When I was 25 I was deep in love—this was before your mother—with a beautiful girl who died of consumption. Pining upon her grave I had a daydream, but this time by the strength of my desire I kept my mind white. I swam down through the loam and I was joined with her in full bodily union. She said this coupling must be our last, but that I now would have the power to move at will under and through the earth from time to time. We kissed farewell forever, Lorchen and I, and I swam down and on, her knight of dreams, exulting in my strength like some old kobold breasting the rock. It is not black down there, my son, as one would think. There are glorious colors. Water is blue, metals bright red and yellow, rocks green and brown, undsoweiter. After a time I swam back and up into my body, standing on the new-made grave. I was no longer pining, but profoundly grateful.
So I learned how to divine, my son, to be a fish of earth when there is need and Nature wills, to dive into the Hall of the Mountain King dancing with light. Always the finest colors and the strangest hues lay west. Rare earths they are named by scientists, who are wise, though blind. That’s why I brought us here. Under the greatest of oceans, earth is a rainbow web and Nature is a spider spinning and walking it.

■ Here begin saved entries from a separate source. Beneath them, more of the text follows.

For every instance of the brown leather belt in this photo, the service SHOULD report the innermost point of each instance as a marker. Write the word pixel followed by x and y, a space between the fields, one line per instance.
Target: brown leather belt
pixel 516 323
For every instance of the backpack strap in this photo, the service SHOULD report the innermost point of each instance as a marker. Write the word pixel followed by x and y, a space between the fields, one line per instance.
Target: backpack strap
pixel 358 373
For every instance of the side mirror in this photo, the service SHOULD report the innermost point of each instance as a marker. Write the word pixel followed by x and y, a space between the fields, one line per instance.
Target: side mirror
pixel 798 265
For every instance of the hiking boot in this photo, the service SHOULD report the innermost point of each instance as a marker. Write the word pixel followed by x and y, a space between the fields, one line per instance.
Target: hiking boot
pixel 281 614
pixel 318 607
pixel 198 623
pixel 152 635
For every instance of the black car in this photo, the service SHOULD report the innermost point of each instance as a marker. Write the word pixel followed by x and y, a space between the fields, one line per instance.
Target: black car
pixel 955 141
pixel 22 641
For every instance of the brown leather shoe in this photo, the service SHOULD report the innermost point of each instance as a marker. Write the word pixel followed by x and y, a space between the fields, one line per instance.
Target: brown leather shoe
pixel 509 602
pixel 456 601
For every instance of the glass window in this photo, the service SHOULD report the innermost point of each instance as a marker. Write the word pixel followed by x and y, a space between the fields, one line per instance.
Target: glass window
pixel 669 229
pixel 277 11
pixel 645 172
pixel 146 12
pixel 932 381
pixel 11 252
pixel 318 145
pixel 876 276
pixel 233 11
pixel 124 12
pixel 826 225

And now you have shown you have my power, mein Sohn, but in a greater form. You have black nightdreams. I know, for I have sat by you as you slept and heard you talk and seen your terror, which would soon destroy you if you could recall it, as one night showed. But Nature in her wisdom blindfolds you until you have the needed strength and learning. As you know by now, I have provided for your education at a good Eastern school praised by Harley Warren, the finest employer that I ever had, who knew a lot about the nether realms.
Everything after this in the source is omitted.